Per il HUMMOS (crema di ceci condita con crema di sesamo) avevo incaricato 3 ragazzi a prepararlo.
Per ultimo siamo arrivati alla cottura della carne di pollo già marinata, l’abbiamo versata con il liquido di marinatura in due grandi padelle preriscaldate e con l’aiuto dei ragazzi l’abbiamo rigirata energicamente per farla asciugare in fretta. Una volta asciugata ero sicura che era già cotta al punto giusto ed allora l’abbiamo versata su un piatto grande ovale su un letto di cipolla bianca tagliata a julienne e spolverata con del SOMMACCO .
Anche la salsa HUMMOS è stata versata su un piatto di ceramica e decorata con alcuni ceci interi oltre alla spolverata di paprica dolce ed un filo di olio d’oliva.
Anche il PANE è stato messo su un vassoio vicino agli altri piatti e poi ci siamo dati il via alle foto ricordo e le riprese di gruppo, mi sono congedata salutando e ringraziando i docenti e lo CHEF lasciando tutti intorno ai piatti per gli assaggi.
Certo che nel mondo migliaia di persone muoiono ogni giorno per la carenza di cibo o per gli sprechi che il mondo “CIVILE” compie ogni giorno. No allo spreco no alla fame no alla morte per denutrizione e no alla povertà.Mi piace molto ricordare questo semplice proverbio MANGIARE PER VIVERE E NON VIVERE PER MANGIARE. Ricordando sempre che “il cibo” è RELAZIONE è COMUNICAZIONE è INCONTRO è PIACERE è SICUREZZA e PACE , e chi ha una storia solida e sicura di cucina, di sicuro potrà competere ed aiutare tanti popoli a combattere contro la fame nel mondo.

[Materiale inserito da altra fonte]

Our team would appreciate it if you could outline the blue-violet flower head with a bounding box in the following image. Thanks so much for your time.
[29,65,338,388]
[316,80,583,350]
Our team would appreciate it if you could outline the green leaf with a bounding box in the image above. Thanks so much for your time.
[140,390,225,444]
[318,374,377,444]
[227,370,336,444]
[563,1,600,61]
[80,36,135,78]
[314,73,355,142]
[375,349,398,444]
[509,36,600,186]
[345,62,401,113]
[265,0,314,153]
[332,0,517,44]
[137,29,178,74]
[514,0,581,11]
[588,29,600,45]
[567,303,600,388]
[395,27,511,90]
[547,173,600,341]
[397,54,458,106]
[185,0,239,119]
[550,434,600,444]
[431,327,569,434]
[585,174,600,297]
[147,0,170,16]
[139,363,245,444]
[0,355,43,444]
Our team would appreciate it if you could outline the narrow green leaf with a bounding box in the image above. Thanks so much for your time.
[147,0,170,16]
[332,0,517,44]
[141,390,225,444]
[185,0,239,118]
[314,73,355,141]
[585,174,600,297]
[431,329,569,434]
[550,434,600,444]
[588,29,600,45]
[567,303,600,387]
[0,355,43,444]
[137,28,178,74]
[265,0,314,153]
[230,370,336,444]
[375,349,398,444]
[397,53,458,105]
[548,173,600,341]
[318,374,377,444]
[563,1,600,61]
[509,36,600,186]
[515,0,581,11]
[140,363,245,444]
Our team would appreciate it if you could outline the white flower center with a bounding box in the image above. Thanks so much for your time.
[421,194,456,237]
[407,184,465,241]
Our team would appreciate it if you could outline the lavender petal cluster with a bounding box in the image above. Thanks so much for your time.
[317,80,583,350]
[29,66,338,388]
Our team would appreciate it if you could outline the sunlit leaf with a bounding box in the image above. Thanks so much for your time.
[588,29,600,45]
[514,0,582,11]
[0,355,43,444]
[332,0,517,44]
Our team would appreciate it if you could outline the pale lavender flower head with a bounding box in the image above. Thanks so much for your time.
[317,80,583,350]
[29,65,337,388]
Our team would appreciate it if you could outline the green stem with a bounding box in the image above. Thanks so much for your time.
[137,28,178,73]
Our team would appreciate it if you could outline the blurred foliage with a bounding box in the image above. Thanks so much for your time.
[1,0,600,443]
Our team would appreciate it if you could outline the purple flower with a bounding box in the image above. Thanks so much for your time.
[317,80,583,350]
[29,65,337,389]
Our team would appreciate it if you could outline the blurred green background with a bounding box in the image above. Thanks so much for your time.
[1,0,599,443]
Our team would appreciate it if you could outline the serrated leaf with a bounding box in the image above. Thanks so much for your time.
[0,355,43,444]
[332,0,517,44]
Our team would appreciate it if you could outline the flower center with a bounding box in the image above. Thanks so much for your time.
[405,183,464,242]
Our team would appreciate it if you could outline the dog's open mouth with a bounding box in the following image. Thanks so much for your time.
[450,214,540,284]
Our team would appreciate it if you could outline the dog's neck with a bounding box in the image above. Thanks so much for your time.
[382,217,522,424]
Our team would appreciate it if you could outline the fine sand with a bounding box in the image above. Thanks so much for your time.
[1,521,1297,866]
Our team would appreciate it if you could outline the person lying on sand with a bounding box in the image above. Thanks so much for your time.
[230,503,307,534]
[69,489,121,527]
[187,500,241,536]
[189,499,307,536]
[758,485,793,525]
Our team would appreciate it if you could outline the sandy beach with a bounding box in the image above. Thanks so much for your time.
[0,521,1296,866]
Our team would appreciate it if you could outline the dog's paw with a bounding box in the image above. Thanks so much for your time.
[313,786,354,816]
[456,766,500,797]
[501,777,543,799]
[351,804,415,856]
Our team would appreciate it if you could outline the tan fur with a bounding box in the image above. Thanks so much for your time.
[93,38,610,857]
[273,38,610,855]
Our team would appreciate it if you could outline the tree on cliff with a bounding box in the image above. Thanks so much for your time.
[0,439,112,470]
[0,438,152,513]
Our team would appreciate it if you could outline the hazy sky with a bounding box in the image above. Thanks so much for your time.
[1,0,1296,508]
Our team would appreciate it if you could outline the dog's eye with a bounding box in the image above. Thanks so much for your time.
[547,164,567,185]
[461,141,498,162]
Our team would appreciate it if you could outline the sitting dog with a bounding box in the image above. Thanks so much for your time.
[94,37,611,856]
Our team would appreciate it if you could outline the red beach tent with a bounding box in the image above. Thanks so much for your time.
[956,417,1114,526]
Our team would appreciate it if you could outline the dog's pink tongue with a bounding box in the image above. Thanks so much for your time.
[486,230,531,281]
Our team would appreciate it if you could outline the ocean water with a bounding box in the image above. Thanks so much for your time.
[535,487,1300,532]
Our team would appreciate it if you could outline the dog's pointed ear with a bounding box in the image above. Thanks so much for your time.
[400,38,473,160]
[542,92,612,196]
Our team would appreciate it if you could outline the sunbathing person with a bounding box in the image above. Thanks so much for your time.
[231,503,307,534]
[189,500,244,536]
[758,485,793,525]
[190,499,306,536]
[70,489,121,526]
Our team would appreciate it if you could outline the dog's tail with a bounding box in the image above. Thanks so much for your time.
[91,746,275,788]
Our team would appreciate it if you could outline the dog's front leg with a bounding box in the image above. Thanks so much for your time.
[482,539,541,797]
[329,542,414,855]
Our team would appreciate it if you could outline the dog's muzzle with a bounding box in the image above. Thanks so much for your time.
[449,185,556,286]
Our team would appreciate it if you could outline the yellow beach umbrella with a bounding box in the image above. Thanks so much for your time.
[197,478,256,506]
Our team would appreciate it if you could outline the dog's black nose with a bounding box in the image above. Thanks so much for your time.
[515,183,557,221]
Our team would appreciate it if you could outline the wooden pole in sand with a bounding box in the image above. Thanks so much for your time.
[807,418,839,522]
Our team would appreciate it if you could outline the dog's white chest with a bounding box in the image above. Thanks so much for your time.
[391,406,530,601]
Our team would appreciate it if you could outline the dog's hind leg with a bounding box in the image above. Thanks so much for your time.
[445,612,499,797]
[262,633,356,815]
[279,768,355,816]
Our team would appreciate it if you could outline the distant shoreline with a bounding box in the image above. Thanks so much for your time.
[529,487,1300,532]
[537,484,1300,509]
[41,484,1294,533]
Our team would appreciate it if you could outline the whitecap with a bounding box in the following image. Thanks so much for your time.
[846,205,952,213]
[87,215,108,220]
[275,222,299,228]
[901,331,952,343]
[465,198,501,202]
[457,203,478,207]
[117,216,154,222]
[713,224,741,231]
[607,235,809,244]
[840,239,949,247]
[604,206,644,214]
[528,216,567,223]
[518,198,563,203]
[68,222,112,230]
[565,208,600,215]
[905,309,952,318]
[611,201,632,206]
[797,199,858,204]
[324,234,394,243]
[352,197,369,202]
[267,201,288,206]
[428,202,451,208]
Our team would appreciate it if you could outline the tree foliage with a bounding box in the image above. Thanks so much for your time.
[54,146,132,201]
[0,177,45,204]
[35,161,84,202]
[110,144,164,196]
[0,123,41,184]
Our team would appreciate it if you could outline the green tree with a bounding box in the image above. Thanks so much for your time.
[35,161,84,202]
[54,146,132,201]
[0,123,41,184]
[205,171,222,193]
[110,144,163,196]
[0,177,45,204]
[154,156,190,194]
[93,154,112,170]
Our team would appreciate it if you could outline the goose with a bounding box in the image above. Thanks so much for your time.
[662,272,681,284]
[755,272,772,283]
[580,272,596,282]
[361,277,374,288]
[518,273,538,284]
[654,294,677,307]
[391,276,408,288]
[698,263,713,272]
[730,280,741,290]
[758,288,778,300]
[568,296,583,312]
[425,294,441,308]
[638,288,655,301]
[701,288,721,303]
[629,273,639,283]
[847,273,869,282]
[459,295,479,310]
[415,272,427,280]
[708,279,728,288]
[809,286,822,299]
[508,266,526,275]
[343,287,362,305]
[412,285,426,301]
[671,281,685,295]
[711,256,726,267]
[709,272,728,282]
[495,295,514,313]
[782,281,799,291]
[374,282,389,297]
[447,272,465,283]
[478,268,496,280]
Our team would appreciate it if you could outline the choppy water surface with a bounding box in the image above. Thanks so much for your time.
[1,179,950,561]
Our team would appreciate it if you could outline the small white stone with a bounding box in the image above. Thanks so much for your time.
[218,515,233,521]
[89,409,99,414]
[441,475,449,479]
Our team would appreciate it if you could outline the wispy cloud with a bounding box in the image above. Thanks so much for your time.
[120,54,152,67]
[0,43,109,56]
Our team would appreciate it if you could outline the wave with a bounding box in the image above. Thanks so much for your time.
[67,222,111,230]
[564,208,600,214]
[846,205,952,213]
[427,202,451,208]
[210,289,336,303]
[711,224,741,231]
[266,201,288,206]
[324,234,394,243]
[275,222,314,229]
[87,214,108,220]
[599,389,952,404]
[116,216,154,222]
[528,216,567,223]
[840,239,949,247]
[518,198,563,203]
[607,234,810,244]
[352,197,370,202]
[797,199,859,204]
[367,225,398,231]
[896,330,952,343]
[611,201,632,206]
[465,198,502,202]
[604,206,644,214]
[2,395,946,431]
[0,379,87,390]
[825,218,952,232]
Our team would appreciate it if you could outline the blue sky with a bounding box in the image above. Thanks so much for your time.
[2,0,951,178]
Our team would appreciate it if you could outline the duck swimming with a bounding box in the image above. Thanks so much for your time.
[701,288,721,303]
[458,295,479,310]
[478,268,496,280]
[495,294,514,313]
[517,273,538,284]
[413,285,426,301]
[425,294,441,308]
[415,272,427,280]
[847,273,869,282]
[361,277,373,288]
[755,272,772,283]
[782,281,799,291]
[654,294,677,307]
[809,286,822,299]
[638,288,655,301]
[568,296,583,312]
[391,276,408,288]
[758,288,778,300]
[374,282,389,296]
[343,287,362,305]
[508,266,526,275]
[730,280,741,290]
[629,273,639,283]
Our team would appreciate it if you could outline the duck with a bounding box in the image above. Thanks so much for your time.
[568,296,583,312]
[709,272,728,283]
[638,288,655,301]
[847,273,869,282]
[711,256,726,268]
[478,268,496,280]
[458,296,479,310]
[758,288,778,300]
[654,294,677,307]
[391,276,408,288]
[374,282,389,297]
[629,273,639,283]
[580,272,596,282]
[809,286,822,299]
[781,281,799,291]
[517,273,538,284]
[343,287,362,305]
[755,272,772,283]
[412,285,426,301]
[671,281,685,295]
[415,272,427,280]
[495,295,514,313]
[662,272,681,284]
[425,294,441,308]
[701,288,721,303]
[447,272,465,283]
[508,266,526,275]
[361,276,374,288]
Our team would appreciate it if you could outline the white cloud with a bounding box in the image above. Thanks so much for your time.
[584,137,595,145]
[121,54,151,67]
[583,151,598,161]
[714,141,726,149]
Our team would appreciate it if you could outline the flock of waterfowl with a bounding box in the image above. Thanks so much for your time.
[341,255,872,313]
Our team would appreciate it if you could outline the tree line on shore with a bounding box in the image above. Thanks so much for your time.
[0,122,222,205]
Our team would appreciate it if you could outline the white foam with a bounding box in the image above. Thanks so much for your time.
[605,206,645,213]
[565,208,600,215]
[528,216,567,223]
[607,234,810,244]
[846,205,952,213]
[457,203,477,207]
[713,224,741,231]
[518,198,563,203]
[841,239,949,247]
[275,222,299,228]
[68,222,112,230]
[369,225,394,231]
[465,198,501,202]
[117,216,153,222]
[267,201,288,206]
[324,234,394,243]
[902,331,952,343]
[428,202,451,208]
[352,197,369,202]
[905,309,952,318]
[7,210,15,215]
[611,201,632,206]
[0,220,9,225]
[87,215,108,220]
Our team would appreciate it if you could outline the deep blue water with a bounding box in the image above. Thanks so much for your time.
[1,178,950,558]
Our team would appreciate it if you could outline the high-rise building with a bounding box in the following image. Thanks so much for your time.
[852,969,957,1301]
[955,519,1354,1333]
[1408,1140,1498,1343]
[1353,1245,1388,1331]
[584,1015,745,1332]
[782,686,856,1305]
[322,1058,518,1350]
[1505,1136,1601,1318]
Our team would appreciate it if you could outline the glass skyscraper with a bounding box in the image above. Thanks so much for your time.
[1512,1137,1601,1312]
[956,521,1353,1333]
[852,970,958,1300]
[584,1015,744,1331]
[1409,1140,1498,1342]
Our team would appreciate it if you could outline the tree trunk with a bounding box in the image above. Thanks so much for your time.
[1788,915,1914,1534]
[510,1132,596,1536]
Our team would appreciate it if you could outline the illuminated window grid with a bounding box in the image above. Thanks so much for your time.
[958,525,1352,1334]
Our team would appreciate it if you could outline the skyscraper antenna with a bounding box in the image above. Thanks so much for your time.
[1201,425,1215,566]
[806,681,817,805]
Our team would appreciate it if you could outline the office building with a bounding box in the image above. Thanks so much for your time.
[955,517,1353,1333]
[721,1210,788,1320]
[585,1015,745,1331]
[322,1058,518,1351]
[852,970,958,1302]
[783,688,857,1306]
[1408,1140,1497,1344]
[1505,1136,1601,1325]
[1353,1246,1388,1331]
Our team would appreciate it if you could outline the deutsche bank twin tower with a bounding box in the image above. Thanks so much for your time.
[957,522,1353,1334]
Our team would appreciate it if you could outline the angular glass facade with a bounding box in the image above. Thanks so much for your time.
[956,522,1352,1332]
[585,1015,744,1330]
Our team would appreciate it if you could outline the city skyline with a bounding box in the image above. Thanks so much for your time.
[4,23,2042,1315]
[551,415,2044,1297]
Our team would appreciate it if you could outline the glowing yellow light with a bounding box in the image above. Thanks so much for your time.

“Come dice acutamente Benjamin R. Barber, ‘nessun bambino americano potrà sentirsi sicuro nel suo letto se i bambini di Karachi o Baghdad non si sentiranno sicuri nei loro. Gli europei non potranno vantarsi a lungo delle proprie libertà se i popoli di altre parti del mondo rimarranno poveri e umiliati.”.
Ed io aggiungo anche “i bambini della Palestina hanno bisogno e diritto alla sicurezza libertà e pace”.